Дедал рассмеялся, обхватил сына за плечи и возбужденно затряс, взвихрил ему волосы, горячо заговорил, словно в бреду:
— Сбылась мечта, сбылась!
— Мечта?
— Да, мечта! Теперь и человек может… — Дедал прервался на полуслове, разглядывая небо.
— Что может? — не понял сын.
— Ты разве еще не понял? Теперь и человек может летать! Летать совсем как птица.
Икар отстранился, хмыкнул:
— Отец, я понимаю… солнце… Но не до такой же степени! Ты же разумный человек… Был по крайней мере… В детстве… Мама рассказывала.
Дедал метнул глазами молнии, обронил:
— Смотри же, невежда! Человек может все!
Он подхватил свою громоздкую конструкцию — но она оказалась совсем легкой — и, вдев руки в «крылья», в один миг стал похож на большую белую птицу. Солнечные блики на перьях только добавили этого ощущения. Ноги понесли к обрыву, отчего у Икара сердце в панике застучало гораздо быстрее.
«Ведь разобьется, старый дурень!»
Но седеющий отец лишь усмехнулся и сделал шаг.
Шаг в бездну.
Икар запоздало бросился к обрыву. Сердце кануло в пропасть вместе с отцом. Заорал, как раненый зверь:
— Отец!!! Отец!!!
Большое белое взметнулось из пропасти ничуть не медленнее коршуна, который преследует добычу.
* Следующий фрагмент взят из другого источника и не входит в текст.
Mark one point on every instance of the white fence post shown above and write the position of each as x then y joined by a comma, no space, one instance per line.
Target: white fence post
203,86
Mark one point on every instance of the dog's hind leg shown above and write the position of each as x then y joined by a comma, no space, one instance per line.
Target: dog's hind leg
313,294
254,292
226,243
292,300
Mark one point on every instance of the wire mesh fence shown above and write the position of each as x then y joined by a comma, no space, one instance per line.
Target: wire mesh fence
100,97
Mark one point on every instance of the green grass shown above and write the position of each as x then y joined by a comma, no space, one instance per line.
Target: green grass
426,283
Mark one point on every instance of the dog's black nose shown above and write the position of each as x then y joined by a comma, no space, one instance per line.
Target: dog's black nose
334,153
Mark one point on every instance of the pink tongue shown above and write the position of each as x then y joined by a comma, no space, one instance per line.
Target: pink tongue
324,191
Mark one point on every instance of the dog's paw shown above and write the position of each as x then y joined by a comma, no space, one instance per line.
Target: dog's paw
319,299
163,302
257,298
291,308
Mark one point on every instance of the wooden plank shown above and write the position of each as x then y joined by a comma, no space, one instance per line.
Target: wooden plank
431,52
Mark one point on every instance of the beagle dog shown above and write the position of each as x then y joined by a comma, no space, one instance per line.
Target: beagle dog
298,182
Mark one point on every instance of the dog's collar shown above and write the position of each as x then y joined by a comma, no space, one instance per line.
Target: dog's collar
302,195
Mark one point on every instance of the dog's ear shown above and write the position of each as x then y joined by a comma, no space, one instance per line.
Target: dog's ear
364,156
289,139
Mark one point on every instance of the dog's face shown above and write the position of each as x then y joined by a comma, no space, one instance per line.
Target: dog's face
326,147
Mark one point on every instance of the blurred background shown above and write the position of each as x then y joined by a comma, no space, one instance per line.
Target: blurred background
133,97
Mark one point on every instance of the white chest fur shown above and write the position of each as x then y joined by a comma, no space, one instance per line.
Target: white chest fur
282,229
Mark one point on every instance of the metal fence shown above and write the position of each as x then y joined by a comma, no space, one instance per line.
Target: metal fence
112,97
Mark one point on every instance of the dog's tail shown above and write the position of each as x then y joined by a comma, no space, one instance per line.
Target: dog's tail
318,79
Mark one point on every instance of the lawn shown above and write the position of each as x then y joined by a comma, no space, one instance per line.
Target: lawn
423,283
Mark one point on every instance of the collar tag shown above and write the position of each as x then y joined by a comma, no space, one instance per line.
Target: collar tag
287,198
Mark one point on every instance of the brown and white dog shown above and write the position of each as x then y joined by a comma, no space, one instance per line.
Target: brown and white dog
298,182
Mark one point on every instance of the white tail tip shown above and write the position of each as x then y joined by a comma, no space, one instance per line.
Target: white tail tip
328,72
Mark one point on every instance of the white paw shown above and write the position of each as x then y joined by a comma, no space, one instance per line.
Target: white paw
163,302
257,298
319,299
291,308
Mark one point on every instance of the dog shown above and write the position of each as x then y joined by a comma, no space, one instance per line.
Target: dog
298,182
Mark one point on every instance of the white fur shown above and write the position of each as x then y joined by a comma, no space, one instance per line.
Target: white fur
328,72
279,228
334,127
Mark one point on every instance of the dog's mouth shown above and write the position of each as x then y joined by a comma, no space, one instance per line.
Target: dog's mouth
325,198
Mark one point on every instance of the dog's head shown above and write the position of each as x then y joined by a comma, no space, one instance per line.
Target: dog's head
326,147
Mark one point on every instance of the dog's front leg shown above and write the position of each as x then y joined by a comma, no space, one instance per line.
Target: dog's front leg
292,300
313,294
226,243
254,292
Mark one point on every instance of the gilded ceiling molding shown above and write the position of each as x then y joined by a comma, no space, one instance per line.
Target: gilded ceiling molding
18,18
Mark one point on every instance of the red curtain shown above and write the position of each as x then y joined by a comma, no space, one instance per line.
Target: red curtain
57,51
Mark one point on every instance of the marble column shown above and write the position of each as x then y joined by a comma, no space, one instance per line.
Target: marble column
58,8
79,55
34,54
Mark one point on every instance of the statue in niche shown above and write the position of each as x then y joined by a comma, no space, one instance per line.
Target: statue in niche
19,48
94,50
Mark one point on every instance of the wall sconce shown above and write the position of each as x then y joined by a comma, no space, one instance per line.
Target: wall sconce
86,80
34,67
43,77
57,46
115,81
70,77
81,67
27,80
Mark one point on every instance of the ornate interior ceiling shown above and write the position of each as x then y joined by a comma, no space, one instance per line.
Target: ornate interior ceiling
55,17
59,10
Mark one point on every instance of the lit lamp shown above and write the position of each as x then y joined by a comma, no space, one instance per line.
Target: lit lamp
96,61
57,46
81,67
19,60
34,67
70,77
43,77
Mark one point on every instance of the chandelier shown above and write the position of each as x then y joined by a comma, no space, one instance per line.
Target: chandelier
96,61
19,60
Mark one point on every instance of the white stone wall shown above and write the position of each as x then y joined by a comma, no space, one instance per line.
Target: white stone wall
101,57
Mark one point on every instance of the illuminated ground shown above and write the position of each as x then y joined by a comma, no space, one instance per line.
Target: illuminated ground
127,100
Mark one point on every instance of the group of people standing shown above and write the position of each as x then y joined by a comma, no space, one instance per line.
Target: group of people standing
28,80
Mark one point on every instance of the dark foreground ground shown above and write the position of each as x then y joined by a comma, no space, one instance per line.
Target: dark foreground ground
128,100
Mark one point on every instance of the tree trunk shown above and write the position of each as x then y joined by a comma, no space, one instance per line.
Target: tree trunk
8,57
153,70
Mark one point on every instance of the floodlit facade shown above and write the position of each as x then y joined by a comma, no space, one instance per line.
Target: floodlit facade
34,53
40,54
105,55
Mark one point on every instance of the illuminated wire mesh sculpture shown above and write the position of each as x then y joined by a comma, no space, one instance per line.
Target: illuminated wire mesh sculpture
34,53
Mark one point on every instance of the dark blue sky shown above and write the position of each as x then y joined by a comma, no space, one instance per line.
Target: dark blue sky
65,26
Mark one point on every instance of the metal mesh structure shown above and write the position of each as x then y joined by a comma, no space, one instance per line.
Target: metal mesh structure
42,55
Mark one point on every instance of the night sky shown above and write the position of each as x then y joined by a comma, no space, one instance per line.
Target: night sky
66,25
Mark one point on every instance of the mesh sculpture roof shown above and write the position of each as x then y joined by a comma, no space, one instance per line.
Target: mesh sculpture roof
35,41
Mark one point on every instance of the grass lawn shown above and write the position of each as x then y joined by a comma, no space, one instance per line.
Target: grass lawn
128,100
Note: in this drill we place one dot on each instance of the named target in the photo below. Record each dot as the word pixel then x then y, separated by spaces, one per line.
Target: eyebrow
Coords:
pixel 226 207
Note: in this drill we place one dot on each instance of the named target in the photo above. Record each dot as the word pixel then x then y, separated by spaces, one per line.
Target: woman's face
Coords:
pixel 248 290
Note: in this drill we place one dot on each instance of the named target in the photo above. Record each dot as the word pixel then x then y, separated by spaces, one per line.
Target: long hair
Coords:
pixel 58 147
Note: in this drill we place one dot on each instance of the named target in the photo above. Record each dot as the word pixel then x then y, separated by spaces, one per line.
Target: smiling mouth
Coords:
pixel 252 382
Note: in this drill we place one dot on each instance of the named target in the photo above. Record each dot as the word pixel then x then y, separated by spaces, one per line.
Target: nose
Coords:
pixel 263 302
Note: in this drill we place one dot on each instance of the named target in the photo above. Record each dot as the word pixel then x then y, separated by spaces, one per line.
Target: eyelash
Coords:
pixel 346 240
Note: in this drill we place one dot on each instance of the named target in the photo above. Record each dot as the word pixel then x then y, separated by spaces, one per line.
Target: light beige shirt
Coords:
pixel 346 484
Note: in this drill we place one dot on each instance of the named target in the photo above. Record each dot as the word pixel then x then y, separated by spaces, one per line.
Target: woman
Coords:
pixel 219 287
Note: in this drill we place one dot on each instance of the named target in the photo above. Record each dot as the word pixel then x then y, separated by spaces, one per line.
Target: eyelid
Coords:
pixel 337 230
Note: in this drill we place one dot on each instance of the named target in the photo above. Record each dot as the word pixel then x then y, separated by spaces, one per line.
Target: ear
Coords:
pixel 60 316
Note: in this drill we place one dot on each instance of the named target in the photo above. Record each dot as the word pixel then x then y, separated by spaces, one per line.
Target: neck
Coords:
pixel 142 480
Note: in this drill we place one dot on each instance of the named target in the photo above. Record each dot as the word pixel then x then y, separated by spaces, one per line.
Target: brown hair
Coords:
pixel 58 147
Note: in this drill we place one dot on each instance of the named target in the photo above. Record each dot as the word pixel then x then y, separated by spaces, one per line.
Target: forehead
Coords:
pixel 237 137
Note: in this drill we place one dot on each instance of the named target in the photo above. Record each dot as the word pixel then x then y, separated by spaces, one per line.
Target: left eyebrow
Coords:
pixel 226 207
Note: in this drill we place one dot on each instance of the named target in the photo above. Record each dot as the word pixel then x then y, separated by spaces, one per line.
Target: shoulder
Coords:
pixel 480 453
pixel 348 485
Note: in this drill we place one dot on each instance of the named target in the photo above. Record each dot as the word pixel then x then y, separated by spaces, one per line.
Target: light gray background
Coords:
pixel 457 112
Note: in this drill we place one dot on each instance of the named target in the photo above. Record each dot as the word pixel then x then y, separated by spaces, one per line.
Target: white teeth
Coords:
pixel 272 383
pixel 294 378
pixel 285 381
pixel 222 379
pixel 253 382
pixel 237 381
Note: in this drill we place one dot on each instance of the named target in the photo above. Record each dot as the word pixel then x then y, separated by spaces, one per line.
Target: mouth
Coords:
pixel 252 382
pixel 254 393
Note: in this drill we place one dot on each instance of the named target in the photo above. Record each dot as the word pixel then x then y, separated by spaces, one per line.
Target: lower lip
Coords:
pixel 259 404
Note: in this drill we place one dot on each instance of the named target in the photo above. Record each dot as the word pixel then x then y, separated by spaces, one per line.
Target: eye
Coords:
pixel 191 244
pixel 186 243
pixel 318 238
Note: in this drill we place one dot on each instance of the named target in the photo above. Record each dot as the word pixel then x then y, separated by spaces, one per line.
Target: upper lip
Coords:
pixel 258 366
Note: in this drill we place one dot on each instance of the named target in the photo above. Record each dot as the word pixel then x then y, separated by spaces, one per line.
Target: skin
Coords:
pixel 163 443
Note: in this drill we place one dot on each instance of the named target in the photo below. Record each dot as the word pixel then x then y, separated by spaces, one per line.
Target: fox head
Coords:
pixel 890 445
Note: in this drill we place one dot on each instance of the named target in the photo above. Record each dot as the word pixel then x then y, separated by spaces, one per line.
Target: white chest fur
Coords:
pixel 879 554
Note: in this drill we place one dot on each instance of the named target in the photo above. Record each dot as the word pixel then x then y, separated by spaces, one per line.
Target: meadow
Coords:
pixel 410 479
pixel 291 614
Икар отшатнулся и шлепнулся на пятую точку, нелепо раскрыв рот, как будто узрел перед собой явление Зевса в образе облака.
«А отец-то… летит! Точнее — парит над землею, как птица, взлетает под вихрями теплого воздуха, что наполняют его нелепую конструкцию и тянут ввысь, в небо. У него получилось!»
Икару и самому всегда хотелось верить в успехи безнадежных дел отца, но строгий взгляд матери, пересуды соседей, говор прохожих, жителей, посторонних, всех, всех, всех…
И где теперь эти все-все? Кто теперь посмеет сказать про его отца, что он безумец? Это они все слепые безумцы серой жизни, а его отец — ОТЕЦ! — гений!